The Puzzle genre is broad. There isn’t really any other way to describe it. Puzzles range from games like “Threes” which you match together numbers that are divisible by three to get points. Candy Crush Saga asks you to match different objects to then claim points. Tetris which is the progenitor of puzzle games wants you to make lines with shapes to score points. But Akihabara takes the common tropes of the puzzle genre and tries something new and interesting.
Akihabara – Feel the Rhythm is not the run of the mill puzzle game. The whole game is influenced by the Akihabara district in Tokyo where the game gets its name. The District is known as the holy land of nerd culture, as you can get nearly anything from any franchise from there and at the same time it promotes its own living culture from the sights and sounds of the people who live and work there. The game takes that and translates that to an original soundtrack made up of EDM and Electro style music and then pumps all that energy into the puzzle and try to make you feel like you are there. It’s rare to see a hybrid of two genres coming together and being very original. A whole album of songs to follow the game is refreshing in this current industry climate. The puzzles the player is trying to solve are a mix of Tetris and Candy Crush where a line of different shapes comes down from the top and will fill a grid.

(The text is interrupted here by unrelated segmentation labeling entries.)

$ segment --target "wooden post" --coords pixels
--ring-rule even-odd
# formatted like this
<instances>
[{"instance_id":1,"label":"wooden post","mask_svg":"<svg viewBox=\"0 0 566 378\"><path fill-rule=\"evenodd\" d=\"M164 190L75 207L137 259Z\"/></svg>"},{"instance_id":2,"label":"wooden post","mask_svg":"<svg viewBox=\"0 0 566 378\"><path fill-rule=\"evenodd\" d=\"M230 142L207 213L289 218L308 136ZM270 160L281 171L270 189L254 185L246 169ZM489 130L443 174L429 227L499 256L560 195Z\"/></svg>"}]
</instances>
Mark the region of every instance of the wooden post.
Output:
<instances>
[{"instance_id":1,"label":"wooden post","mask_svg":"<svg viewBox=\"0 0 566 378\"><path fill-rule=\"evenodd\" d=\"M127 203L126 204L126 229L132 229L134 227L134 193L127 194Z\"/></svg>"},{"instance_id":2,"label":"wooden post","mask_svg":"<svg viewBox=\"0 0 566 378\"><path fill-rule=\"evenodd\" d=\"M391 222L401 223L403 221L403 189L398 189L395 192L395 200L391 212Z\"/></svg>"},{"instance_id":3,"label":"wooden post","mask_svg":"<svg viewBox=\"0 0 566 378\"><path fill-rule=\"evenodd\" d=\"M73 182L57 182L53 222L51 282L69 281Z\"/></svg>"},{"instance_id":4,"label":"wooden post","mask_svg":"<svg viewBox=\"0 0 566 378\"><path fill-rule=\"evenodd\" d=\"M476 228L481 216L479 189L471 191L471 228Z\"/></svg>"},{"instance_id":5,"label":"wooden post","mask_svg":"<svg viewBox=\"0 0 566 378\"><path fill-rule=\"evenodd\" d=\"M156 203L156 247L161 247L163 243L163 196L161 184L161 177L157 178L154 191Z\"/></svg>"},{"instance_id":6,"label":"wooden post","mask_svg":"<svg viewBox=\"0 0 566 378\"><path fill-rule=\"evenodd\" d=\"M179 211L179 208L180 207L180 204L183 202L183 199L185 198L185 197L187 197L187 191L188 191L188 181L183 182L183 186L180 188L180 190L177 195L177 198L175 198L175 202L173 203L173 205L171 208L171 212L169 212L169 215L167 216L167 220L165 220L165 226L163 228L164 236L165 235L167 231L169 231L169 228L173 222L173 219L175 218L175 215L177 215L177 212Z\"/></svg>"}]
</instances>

The Player must switch the shapes around to match three/four or five of the same, score points and then clear the board. But the key is to do it switching in time with the music. If you time the change on the beat correctly, then you get a score multiplier and obviously, your score will blow up.
Puzzle games like this are difficult to write a huge amount about because they aren’t designed to be played hours on end or have mechanics that are added later so everything is laid out at the start. What’s laid out here are a lot of mechanics you have to learn when you start playing. Tetris in a sense is a survival game as well as a puzzle game, as you are trying to last as long as possible to get a really high score to brag about later. Akihabara is similar as you are trying to survive the song and get a huge amount of points, but throw on the song and the different shapes that you need to change in time with the music and you’ve now got a lot to deal with.

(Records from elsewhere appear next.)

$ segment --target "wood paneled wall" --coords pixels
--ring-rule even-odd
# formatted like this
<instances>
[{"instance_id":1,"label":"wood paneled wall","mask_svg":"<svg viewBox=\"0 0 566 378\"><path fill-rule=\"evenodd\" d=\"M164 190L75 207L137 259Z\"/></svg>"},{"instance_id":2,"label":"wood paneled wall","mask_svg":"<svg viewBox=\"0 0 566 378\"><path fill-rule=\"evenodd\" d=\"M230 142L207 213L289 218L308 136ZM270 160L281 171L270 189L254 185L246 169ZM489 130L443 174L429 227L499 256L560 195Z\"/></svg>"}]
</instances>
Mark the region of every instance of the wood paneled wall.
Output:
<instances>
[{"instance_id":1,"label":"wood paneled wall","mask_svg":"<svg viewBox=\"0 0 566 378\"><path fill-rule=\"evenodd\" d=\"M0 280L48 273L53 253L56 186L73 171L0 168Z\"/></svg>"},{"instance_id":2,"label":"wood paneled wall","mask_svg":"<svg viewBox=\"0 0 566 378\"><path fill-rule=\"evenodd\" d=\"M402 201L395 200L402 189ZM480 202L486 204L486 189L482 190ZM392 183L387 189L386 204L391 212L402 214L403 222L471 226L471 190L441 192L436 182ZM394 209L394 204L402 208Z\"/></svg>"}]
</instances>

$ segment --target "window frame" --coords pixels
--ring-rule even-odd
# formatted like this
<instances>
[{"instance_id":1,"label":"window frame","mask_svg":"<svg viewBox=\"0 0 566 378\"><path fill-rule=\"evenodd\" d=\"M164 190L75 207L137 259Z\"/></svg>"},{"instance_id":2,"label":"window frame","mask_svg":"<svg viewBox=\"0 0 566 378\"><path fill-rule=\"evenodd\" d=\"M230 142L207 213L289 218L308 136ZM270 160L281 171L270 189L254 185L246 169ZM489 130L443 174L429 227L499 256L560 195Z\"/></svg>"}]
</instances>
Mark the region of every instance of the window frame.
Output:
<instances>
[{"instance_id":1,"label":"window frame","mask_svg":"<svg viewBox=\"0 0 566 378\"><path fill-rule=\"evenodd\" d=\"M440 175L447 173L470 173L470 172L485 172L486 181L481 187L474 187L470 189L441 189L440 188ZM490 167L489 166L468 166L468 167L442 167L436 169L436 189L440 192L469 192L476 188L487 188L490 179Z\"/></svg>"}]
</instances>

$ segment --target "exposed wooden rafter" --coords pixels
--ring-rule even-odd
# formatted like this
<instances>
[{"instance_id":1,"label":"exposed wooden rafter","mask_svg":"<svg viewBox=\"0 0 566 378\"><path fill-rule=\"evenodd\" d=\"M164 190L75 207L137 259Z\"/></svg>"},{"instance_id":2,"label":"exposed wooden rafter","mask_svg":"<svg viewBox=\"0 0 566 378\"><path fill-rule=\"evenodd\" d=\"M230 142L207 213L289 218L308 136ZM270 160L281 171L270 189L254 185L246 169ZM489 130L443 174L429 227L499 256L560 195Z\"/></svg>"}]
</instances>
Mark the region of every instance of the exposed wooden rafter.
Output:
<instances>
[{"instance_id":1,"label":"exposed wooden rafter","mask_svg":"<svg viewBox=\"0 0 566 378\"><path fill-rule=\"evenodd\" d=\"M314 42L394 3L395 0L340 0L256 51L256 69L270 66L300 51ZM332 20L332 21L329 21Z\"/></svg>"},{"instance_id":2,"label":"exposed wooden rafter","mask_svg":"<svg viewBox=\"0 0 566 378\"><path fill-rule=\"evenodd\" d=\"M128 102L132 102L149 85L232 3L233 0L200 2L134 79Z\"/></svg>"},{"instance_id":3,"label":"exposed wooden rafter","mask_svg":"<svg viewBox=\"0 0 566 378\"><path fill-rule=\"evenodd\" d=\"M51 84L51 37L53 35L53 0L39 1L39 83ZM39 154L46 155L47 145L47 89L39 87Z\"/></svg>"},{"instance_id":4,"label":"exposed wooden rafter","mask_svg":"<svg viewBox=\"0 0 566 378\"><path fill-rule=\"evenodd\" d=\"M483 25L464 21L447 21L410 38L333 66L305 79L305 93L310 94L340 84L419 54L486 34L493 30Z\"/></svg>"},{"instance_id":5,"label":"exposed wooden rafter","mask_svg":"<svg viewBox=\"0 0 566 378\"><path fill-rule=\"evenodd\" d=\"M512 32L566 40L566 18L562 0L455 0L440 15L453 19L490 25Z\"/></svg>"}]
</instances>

The song, the shapes and how much is on screen come together in an exciting way that most puzzle fans would jump straight on to. The challenge of trying to not fall into the beat of the song, keeping an eye on your grid and trying to clear a level is something that would cater to people’s tastes quite well however that isn’t really something I can adapt to. My experience with playing the game was trying to run through its campaign mode in which you go through every song on the soundtrack and when it got to the third song I had to stop because I kept failing and my score was terrible. It’s not the game’s fault I struggled, if anything that plays to the games credit and shows that this is a challenge for the right people.

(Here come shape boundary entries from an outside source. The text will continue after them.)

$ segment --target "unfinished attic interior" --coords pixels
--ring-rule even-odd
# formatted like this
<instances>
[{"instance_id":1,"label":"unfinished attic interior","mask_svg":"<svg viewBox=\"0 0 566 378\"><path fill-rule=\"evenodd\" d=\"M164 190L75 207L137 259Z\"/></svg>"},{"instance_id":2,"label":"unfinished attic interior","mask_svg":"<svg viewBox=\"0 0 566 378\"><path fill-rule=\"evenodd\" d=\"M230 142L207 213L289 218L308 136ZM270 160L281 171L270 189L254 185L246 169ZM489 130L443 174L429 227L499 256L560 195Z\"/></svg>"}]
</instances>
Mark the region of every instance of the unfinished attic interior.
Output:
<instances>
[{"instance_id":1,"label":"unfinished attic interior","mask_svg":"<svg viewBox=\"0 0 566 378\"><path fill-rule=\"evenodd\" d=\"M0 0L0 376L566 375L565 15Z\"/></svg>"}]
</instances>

The term sensory overload is what I associate with my experience with the game. I failed the challenge of managing everything at once. I got into the song and then my score suffered because I was on beat and not paying attention to the grid or it was the other way around and that is more my fault with the game. If you play Dance, Dance Revolution you are dancing on the beat but I’m terrible at that game and that really shows here. To me, what I was seeing and hearing weren’t really making the connection without one side suffering. If I was someone who was really into rhythm games or really into puzzle games, then this game would meet my taste and give me a true challenge.